Semoga, ketika pertanyaan itu ditujukan kepada kita masing-masing, kita dengan sepenuh hati menjawab: “Ya!” Kitab Suci dengan jelas mengatakan bahwa kita harus dilahirkan kembali dalam Kristus. Diri kita yang lama harus mati dan diri kita yang baru harus dilahirkan kembali. Itulah maknanya menjadi kristiani. Kita mengenakan hidup yang baru dalam Kristus.
Kita dilahirkan kembali dari air dan Roh Kudus. Itu terjadi ketika kita dibaptis. Ketika kita dibaptis kita disiram (atau dibenamkan dalam air) dan mati bersama Kristus dan kita dilahirkan kembali dalam Dia. Itu berarti bahwa baptis menghasilkan sesuatu yang luar biasa. Dengan baptisan, kita diasukkan dalam hidup Trigunggal Mahakudus. Kebanyakan dari kita dibaptis ketika kita masih bayi. Dan karenanya sering kali kita menerima sakramen baptis begitu saja dan tidak pernah memikirkannya lagi.
Sakramen Baptis memiliki efek yang kekal dalam hidup kita. Baptis memeteraikan karakter yang tak terhapus pada diri kita. Itu menjadi sumber rahmat dalam hidup kita, seperti sumber air yang tak pernah kering. Dari sumber itu kita senantiasa dikuatkan dan diperbaharui untuk hidup mulia. Dari sumber itu kita diberi rahmat yang kita butuhkan sebagai anak-anak Bapa di Surga.
Mari hari ini kita renungkan baptisan kita.
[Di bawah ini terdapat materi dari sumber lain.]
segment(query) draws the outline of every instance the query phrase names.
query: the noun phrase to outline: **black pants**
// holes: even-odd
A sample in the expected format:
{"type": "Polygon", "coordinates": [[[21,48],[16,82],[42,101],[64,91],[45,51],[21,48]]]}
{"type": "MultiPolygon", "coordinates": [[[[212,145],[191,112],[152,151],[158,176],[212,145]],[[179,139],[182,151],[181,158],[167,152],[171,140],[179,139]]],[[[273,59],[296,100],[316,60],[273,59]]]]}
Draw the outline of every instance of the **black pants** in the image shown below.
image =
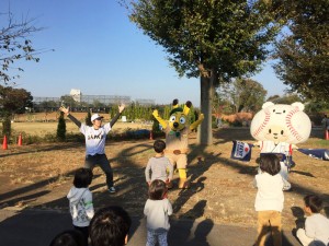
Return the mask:
{"type": "Polygon", "coordinates": [[[99,165],[106,175],[106,185],[110,189],[113,186],[113,172],[110,162],[105,154],[87,155],[84,161],[84,167],[93,169],[95,165],[99,165]]]}

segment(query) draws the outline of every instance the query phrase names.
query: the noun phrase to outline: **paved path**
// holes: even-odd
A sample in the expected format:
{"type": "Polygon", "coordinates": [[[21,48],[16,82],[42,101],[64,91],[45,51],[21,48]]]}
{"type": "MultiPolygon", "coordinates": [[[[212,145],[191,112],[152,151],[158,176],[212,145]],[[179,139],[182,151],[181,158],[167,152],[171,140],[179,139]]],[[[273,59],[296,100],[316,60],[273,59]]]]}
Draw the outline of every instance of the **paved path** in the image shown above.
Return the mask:
{"type": "MultiPolygon", "coordinates": [[[[1,246],[47,246],[64,230],[71,229],[69,213],[56,211],[0,210],[1,246]]],[[[284,232],[283,246],[299,246],[291,232],[284,232]]],[[[256,229],[217,225],[211,220],[171,221],[170,246],[251,246],[256,229]]],[[[145,220],[133,218],[128,246],[144,246],[145,220]]],[[[271,244],[269,244],[271,245],[271,244]]]]}

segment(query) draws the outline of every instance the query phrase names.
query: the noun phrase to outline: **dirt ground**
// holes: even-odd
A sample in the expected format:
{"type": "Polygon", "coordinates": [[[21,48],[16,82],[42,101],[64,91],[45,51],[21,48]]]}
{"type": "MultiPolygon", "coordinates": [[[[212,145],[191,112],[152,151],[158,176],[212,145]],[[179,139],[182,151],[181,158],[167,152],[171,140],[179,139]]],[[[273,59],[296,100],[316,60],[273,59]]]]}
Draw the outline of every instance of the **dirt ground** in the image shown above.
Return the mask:
{"type": "MultiPolygon", "coordinates": [[[[299,148],[328,149],[329,141],[319,140],[320,131],[299,148]]],[[[231,140],[252,142],[248,128],[214,130],[214,144],[196,145],[196,134],[190,136],[189,178],[191,188],[170,190],[169,199],[174,218],[212,220],[217,224],[256,226],[253,202],[257,190],[252,180],[257,173],[256,159],[259,150],[253,148],[251,162],[230,159],[231,140]]],[[[143,216],[147,199],[144,168],[154,155],[152,140],[109,141],[106,155],[114,169],[117,188],[110,195],[105,176],[94,169],[90,186],[94,207],[120,204],[132,215],[143,216]]],[[[10,145],[0,150],[0,208],[54,209],[68,211],[66,195],[72,184],[73,172],[83,166],[83,143],[43,143],[10,145]]],[[[329,213],[329,162],[311,159],[294,152],[296,166],[290,174],[293,189],[286,191],[283,225],[286,230],[303,221],[303,197],[318,194],[325,199],[325,212],[329,213]]],[[[174,175],[174,183],[178,174],[174,175]]]]}

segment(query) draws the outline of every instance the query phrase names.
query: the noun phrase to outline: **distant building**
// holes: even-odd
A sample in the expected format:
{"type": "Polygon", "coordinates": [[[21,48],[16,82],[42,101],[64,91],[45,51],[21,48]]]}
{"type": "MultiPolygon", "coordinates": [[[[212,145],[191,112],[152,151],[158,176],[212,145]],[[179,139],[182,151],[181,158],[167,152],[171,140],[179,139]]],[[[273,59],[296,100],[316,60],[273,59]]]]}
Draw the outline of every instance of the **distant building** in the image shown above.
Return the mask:
{"type": "Polygon", "coordinates": [[[73,98],[73,101],[80,103],[81,102],[82,93],[81,93],[81,91],[79,89],[71,89],[70,96],[73,98]]]}

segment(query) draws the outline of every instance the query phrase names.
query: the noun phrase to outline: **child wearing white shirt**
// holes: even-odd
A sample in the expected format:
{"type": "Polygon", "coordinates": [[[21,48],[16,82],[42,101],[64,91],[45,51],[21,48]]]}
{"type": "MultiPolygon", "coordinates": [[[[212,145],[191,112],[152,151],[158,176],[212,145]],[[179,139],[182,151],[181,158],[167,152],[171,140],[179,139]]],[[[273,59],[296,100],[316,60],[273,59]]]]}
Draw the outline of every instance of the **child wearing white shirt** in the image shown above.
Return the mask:
{"type": "Polygon", "coordinates": [[[297,237],[304,246],[326,246],[329,243],[329,220],[320,214],[322,200],[316,195],[304,198],[304,211],[308,215],[305,229],[297,230],[297,237]]]}
{"type": "Polygon", "coordinates": [[[269,229],[274,246],[282,246],[281,212],[284,202],[284,181],[280,169],[280,160],[275,154],[261,155],[260,173],[254,177],[254,185],[258,188],[254,200],[254,209],[258,212],[256,246],[264,246],[269,229]]]}

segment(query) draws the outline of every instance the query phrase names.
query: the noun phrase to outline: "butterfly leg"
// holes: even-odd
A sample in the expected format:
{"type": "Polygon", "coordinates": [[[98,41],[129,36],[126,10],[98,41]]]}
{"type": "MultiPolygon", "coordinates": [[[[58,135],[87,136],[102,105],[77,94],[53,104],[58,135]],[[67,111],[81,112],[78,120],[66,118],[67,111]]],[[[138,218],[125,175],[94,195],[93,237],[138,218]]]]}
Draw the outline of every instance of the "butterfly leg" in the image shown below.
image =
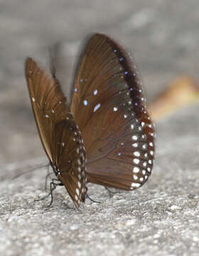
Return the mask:
{"type": "Polygon", "coordinates": [[[88,194],[86,195],[86,198],[90,199],[90,200],[92,202],[93,202],[93,203],[102,203],[101,202],[95,201],[95,200],[92,199],[92,198],[88,196],[88,194]]]}
{"type": "Polygon", "coordinates": [[[63,183],[60,182],[60,181],[59,179],[58,179],[58,178],[53,178],[52,181],[50,182],[50,192],[48,193],[46,196],[43,196],[43,198],[41,198],[40,199],[35,199],[34,200],[35,201],[41,201],[41,200],[45,200],[48,196],[51,196],[50,203],[48,206],[46,206],[46,208],[49,208],[51,206],[52,203],[53,203],[53,191],[56,188],[57,186],[63,186],[63,183]],[[58,183],[55,183],[55,181],[58,181],[58,183]]]}
{"type": "Polygon", "coordinates": [[[44,185],[44,190],[45,190],[45,191],[46,191],[46,190],[47,190],[47,181],[48,181],[48,178],[51,174],[54,174],[54,172],[53,172],[53,171],[49,172],[49,169],[48,169],[48,174],[46,174],[45,179],[45,185],[44,185]]]}
{"type": "Polygon", "coordinates": [[[115,194],[119,193],[118,191],[112,191],[111,190],[109,190],[109,188],[108,188],[107,187],[105,187],[105,186],[104,186],[104,188],[109,192],[110,197],[113,196],[113,195],[115,195],[115,194]]]}

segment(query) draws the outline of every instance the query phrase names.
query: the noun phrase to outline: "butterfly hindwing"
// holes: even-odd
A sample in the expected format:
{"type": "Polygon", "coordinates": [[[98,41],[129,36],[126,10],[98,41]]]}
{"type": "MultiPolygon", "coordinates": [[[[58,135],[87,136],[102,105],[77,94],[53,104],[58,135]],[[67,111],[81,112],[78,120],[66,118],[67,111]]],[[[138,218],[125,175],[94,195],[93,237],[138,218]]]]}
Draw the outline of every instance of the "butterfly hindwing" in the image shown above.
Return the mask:
{"type": "Polygon", "coordinates": [[[130,190],[147,181],[154,127],[131,58],[107,36],[95,34],[86,45],[71,111],[84,139],[90,182],[130,190]]]}

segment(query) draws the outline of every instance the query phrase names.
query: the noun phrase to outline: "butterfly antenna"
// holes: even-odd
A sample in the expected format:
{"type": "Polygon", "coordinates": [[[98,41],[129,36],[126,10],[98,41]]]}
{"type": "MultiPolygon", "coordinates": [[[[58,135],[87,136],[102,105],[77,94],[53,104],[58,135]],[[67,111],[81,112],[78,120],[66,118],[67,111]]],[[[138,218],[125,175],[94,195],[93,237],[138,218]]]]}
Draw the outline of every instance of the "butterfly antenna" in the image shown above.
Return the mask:
{"type": "Polygon", "coordinates": [[[23,172],[21,173],[21,174],[16,174],[15,176],[14,176],[12,178],[12,180],[14,180],[15,178],[17,178],[20,177],[21,176],[22,176],[23,174],[28,174],[28,173],[29,173],[31,171],[35,171],[35,170],[37,170],[37,169],[40,169],[41,168],[48,167],[49,165],[50,165],[50,164],[45,164],[45,165],[43,164],[43,165],[41,165],[41,166],[36,166],[36,167],[31,168],[28,171],[23,171],[23,172]]]}
{"type": "Polygon", "coordinates": [[[53,78],[56,79],[56,68],[55,65],[55,56],[53,54],[53,51],[50,47],[49,47],[49,55],[50,55],[50,72],[53,77],[53,78]]]}

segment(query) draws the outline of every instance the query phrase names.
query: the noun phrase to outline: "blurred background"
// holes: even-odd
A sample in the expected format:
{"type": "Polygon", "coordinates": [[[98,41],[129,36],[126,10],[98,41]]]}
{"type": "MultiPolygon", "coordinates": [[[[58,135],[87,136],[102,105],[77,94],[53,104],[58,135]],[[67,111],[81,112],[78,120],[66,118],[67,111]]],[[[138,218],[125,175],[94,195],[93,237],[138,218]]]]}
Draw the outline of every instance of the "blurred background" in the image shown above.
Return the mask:
{"type": "Polygon", "coordinates": [[[148,101],[176,78],[198,80],[198,0],[0,0],[0,164],[45,156],[24,77],[31,56],[49,62],[55,50],[64,91],[71,85],[80,46],[100,32],[130,50],[148,101]]]}

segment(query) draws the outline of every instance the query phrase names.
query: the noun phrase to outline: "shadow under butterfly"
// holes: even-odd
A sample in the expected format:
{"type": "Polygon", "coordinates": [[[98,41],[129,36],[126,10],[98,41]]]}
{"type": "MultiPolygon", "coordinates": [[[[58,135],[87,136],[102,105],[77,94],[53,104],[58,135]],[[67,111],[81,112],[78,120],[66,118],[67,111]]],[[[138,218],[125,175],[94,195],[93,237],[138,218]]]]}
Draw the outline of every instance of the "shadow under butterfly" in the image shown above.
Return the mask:
{"type": "Polygon", "coordinates": [[[64,185],[78,206],[87,182],[127,191],[141,186],[153,168],[155,129],[129,53],[107,36],[92,36],[80,58],[70,107],[52,75],[27,59],[38,133],[57,177],[51,192],[64,185]]]}

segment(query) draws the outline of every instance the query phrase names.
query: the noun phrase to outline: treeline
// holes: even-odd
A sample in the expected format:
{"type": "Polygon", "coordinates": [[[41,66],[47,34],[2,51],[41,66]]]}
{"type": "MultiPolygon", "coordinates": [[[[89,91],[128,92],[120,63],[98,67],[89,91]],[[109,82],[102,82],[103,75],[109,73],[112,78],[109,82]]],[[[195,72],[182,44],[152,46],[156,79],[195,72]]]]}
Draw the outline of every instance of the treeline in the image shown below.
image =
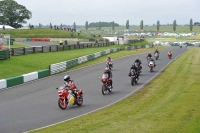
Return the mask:
{"type": "MultiPolygon", "coordinates": [[[[112,27],[113,26],[113,22],[92,22],[88,25],[88,27],[112,27]]],[[[114,23],[114,27],[115,26],[119,26],[119,24],[114,23]]]]}

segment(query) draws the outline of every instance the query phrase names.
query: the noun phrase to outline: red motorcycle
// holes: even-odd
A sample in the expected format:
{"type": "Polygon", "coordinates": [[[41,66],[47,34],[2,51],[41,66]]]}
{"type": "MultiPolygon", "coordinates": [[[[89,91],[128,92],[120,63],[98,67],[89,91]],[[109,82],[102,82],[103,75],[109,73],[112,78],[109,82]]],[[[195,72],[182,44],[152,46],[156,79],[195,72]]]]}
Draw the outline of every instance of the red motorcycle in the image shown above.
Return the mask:
{"type": "Polygon", "coordinates": [[[58,89],[58,106],[64,110],[68,105],[78,105],[83,104],[83,92],[82,89],[75,89],[74,83],[68,88],[66,85],[61,86],[58,89]],[[74,93],[72,92],[74,91],[74,93]]]}
{"type": "Polygon", "coordinates": [[[169,57],[169,59],[171,59],[172,58],[172,54],[168,54],[168,57],[169,57]]]}
{"type": "Polygon", "coordinates": [[[103,95],[105,95],[107,91],[112,92],[111,80],[108,79],[108,74],[102,75],[101,82],[102,82],[102,94],[103,95]]]}

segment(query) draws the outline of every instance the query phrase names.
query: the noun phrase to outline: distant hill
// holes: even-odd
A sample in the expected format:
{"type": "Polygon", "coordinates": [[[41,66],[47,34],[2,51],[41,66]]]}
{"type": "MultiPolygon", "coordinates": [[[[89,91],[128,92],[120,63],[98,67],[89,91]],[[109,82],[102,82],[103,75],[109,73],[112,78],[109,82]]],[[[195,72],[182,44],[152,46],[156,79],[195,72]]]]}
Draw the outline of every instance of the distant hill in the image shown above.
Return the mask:
{"type": "MultiPolygon", "coordinates": [[[[119,26],[119,24],[114,23],[115,27],[119,26]]],[[[101,27],[111,27],[112,26],[112,22],[101,22],[101,27]]],[[[89,28],[91,27],[99,27],[99,22],[92,22],[88,25],[89,28]]]]}

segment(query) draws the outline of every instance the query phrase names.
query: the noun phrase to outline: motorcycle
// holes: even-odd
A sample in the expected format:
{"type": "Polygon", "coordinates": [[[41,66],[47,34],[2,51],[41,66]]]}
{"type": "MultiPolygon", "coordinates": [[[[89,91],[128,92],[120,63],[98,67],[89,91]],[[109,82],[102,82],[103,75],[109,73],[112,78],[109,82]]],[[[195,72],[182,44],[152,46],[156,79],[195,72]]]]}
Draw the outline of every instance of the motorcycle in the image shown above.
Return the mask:
{"type": "Polygon", "coordinates": [[[100,78],[102,82],[102,94],[105,95],[106,92],[112,92],[111,80],[108,79],[108,74],[103,74],[100,78]]]}
{"type": "Polygon", "coordinates": [[[169,57],[169,59],[171,59],[172,58],[172,54],[168,54],[168,57],[169,57]]]}
{"type": "Polygon", "coordinates": [[[154,57],[155,57],[155,59],[157,60],[157,59],[159,58],[159,54],[158,54],[158,53],[155,53],[155,54],[154,54],[154,57]]]}
{"type": "Polygon", "coordinates": [[[112,62],[107,62],[106,63],[106,67],[111,70],[113,68],[113,63],[112,62]]]}
{"type": "MultiPolygon", "coordinates": [[[[142,63],[141,63],[142,64],[142,63]]],[[[142,73],[142,67],[139,65],[138,62],[135,62],[135,66],[138,68],[138,75],[140,75],[140,73],[142,73]]]]}
{"type": "Polygon", "coordinates": [[[148,66],[150,68],[150,72],[153,72],[153,70],[154,70],[154,62],[150,61],[148,66]]]}
{"type": "Polygon", "coordinates": [[[137,84],[138,78],[136,75],[136,72],[134,69],[131,69],[131,72],[129,73],[129,77],[131,78],[131,85],[137,84]]]}
{"type": "Polygon", "coordinates": [[[58,106],[62,109],[65,110],[68,105],[78,105],[81,106],[83,104],[83,92],[82,89],[75,89],[74,93],[77,95],[75,96],[72,93],[72,89],[67,88],[65,85],[56,88],[58,89],[58,106]]]}

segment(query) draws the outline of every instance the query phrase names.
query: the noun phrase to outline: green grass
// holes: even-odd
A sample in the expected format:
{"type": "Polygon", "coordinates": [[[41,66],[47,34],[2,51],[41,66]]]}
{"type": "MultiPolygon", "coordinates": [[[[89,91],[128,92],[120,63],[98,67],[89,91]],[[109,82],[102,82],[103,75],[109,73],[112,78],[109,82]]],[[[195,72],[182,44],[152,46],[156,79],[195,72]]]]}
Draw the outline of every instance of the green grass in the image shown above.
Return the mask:
{"type": "MultiPolygon", "coordinates": [[[[111,27],[102,27],[102,30],[112,30],[111,27]]],[[[125,26],[115,27],[115,30],[125,30],[125,26]]],[[[131,30],[139,30],[140,26],[129,26],[131,30]]],[[[81,30],[85,30],[85,28],[81,28],[81,30]]],[[[96,30],[96,28],[89,28],[88,30],[96,30]]],[[[157,31],[156,26],[144,26],[143,30],[157,31]]],[[[160,32],[174,32],[173,26],[160,26],[160,32]]],[[[177,26],[176,32],[190,32],[189,26],[177,26]]],[[[196,33],[200,33],[200,26],[194,26],[193,31],[196,33]]]]}
{"type": "MultiPolygon", "coordinates": [[[[53,29],[16,29],[16,30],[1,30],[0,34],[10,34],[11,38],[93,38],[90,35],[80,34],[74,32],[73,36],[70,36],[69,31],[53,30],[53,29]]],[[[96,37],[99,39],[99,37],[96,37]]]]}
{"type": "Polygon", "coordinates": [[[12,56],[8,60],[0,60],[0,79],[46,69],[50,64],[67,61],[80,56],[116,47],[119,47],[119,45],[12,56]]]}
{"type": "MultiPolygon", "coordinates": [[[[13,45],[10,45],[10,48],[21,48],[21,47],[31,47],[30,45],[26,45],[26,44],[19,44],[19,43],[14,43],[13,45]]],[[[4,48],[9,48],[8,45],[4,45],[4,48]]]]}
{"type": "Polygon", "coordinates": [[[34,133],[199,133],[200,49],[179,57],[138,93],[34,133]]]}

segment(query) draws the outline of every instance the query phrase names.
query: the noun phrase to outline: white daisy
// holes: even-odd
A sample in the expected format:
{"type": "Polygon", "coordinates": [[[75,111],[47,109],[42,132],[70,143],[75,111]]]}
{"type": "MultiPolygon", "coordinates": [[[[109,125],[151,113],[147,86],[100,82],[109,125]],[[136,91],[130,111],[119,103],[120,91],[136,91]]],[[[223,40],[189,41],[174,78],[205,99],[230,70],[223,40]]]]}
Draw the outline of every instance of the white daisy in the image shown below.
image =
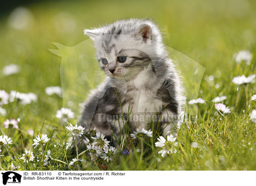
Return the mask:
{"type": "Polygon", "coordinates": [[[221,97],[217,96],[213,99],[212,99],[212,102],[214,102],[215,103],[219,103],[220,102],[222,102],[223,101],[226,99],[227,96],[222,96],[221,97]]]}
{"type": "Polygon", "coordinates": [[[246,77],[244,75],[242,75],[241,76],[235,77],[232,79],[232,82],[236,84],[247,84],[248,83],[253,83],[254,81],[255,78],[255,74],[250,76],[246,77]]]}
{"type": "Polygon", "coordinates": [[[62,97],[62,89],[61,87],[58,86],[47,87],[45,92],[49,96],[55,94],[61,97],[62,97]]]}
{"type": "Polygon", "coordinates": [[[94,141],[92,143],[92,145],[100,149],[106,150],[109,145],[110,142],[108,141],[106,139],[104,138],[105,137],[105,135],[103,134],[101,134],[99,131],[97,132],[96,137],[92,137],[92,139],[94,140],[94,141]]]}
{"type": "Polygon", "coordinates": [[[34,142],[32,145],[35,145],[35,147],[39,144],[44,145],[46,144],[50,139],[50,138],[48,138],[47,137],[47,134],[43,134],[41,137],[38,135],[35,139],[33,140],[34,142]]]}
{"type": "Polygon", "coordinates": [[[152,137],[152,134],[153,132],[151,131],[151,130],[147,131],[144,128],[142,128],[141,131],[137,128],[136,129],[137,131],[134,131],[133,133],[130,134],[131,137],[132,139],[135,139],[136,137],[144,137],[144,136],[148,136],[149,137],[152,137]]]}
{"type": "Polygon", "coordinates": [[[89,145],[87,145],[86,147],[87,147],[87,149],[90,151],[89,154],[92,159],[95,159],[97,157],[101,156],[102,154],[101,150],[97,147],[95,147],[94,145],[91,145],[90,143],[89,145]]]}
{"type": "Polygon", "coordinates": [[[3,122],[3,126],[5,128],[8,128],[9,126],[12,126],[14,128],[17,129],[19,128],[18,127],[18,121],[15,119],[7,119],[5,121],[3,122]]]}
{"type": "Polygon", "coordinates": [[[45,155],[45,157],[46,157],[46,158],[44,159],[44,166],[47,165],[49,163],[49,158],[50,159],[51,158],[51,151],[50,150],[47,151],[47,154],[45,155]]]}
{"type": "Polygon", "coordinates": [[[0,116],[6,116],[7,113],[6,110],[0,107],[0,116]]]}
{"type": "Polygon", "coordinates": [[[251,100],[255,101],[256,100],[256,94],[254,94],[251,97],[251,100]]]}
{"type": "Polygon", "coordinates": [[[116,149],[113,147],[111,146],[104,151],[104,154],[101,157],[108,162],[109,161],[112,161],[115,154],[116,153],[116,149]]]}
{"type": "Polygon", "coordinates": [[[29,163],[29,161],[32,161],[34,160],[35,157],[33,154],[33,152],[31,150],[29,150],[28,151],[27,150],[25,150],[25,154],[22,154],[22,157],[20,158],[21,160],[23,160],[23,162],[26,162],[29,163]]]}
{"type": "Polygon", "coordinates": [[[61,110],[57,111],[56,117],[57,118],[62,119],[64,122],[67,122],[67,119],[74,118],[74,113],[69,108],[62,107],[61,110]]]}
{"type": "Polygon", "coordinates": [[[0,106],[8,104],[9,94],[3,90],[0,90],[0,106]]]}
{"type": "Polygon", "coordinates": [[[10,165],[8,166],[7,169],[10,171],[14,171],[20,168],[20,166],[15,166],[13,163],[12,163],[10,165]]]}
{"type": "Polygon", "coordinates": [[[163,137],[160,136],[157,140],[159,141],[155,143],[156,147],[162,148],[162,149],[158,151],[158,154],[161,154],[161,156],[164,157],[166,154],[176,153],[177,150],[175,148],[175,146],[178,145],[178,142],[175,142],[176,138],[172,134],[167,136],[166,140],[163,137]]]}
{"type": "Polygon", "coordinates": [[[256,123],[256,110],[253,109],[250,116],[250,119],[254,123],[256,123]]]}
{"type": "Polygon", "coordinates": [[[190,100],[189,102],[189,104],[192,105],[192,104],[196,104],[197,103],[204,103],[205,102],[205,101],[202,98],[198,98],[197,99],[193,99],[192,100],[190,100]]]}
{"type": "Polygon", "coordinates": [[[250,61],[252,59],[252,54],[247,50],[241,50],[236,53],[234,55],[235,61],[237,63],[240,63],[242,61],[250,61]]]}
{"type": "Polygon", "coordinates": [[[79,125],[77,126],[77,124],[76,124],[76,125],[73,126],[72,124],[70,123],[70,125],[66,127],[67,129],[70,131],[73,135],[74,136],[79,136],[80,137],[84,134],[84,130],[85,128],[84,128],[81,126],[79,125]]]}
{"type": "Polygon", "coordinates": [[[227,107],[226,107],[226,105],[223,103],[215,103],[214,104],[215,108],[219,111],[224,113],[230,113],[230,109],[227,107]]]}
{"type": "Polygon", "coordinates": [[[10,64],[5,66],[3,69],[3,73],[4,76],[17,74],[19,72],[20,72],[20,67],[17,64],[10,64]]]}
{"type": "Polygon", "coordinates": [[[1,135],[0,136],[0,146],[3,145],[7,144],[12,144],[13,141],[11,140],[10,137],[8,137],[7,136],[5,135],[1,135]]]}

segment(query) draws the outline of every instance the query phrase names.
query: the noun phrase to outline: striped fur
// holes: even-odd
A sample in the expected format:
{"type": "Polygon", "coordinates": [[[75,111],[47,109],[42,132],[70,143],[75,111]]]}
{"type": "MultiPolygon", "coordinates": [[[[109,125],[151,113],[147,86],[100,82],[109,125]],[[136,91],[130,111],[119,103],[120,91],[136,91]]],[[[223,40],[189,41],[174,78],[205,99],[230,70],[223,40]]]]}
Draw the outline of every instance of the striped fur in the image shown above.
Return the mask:
{"type": "MultiPolygon", "coordinates": [[[[84,33],[94,41],[96,58],[107,75],[84,103],[81,122],[86,128],[96,128],[106,136],[111,131],[118,136],[117,122],[102,121],[102,114],[144,116],[167,114],[178,117],[184,102],[180,78],[168,58],[157,26],[151,20],[132,19],[117,21],[84,33]],[[120,56],[127,57],[123,63],[120,56]],[[104,64],[102,59],[108,64],[104,64]],[[113,73],[110,70],[114,70],[113,73]],[[99,121],[99,119],[101,119],[99,121]]],[[[131,130],[147,128],[145,121],[129,122],[131,130]]],[[[175,130],[173,123],[162,122],[166,134],[175,130]],[[167,125],[167,127],[166,125],[167,125]]],[[[175,124],[175,123],[174,124],[175,124]]]]}

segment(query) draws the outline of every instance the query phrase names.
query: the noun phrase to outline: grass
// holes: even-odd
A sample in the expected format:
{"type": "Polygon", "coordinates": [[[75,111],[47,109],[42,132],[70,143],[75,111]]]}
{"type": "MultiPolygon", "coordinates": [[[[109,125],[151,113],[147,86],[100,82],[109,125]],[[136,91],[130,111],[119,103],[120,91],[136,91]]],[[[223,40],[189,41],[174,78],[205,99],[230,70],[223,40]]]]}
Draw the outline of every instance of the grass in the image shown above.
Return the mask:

Pada perayaan Paskah lalu kita memperbaharui janji baptis kita. Masihkah kita ingat janji-janji baptis yang kita perbaharui? Amatlah baik jika kita setiap saat secara sadar mengingat baptisan kita dan martabat serta rahmat yang kita terima melalui sakramen baptis.
Bapa Surgawi, hari ini aku kenangkan baptisanku. Aku selamanya meninggalkan dosa dan menyatakan imanku kepada Kristus Yesus, Putra-Mu. Berikanlah aku rahmat yang kubutuhkan untuk menghidupi martabat yang telah kuterima. Yesus, aku percaya kepada-Mu.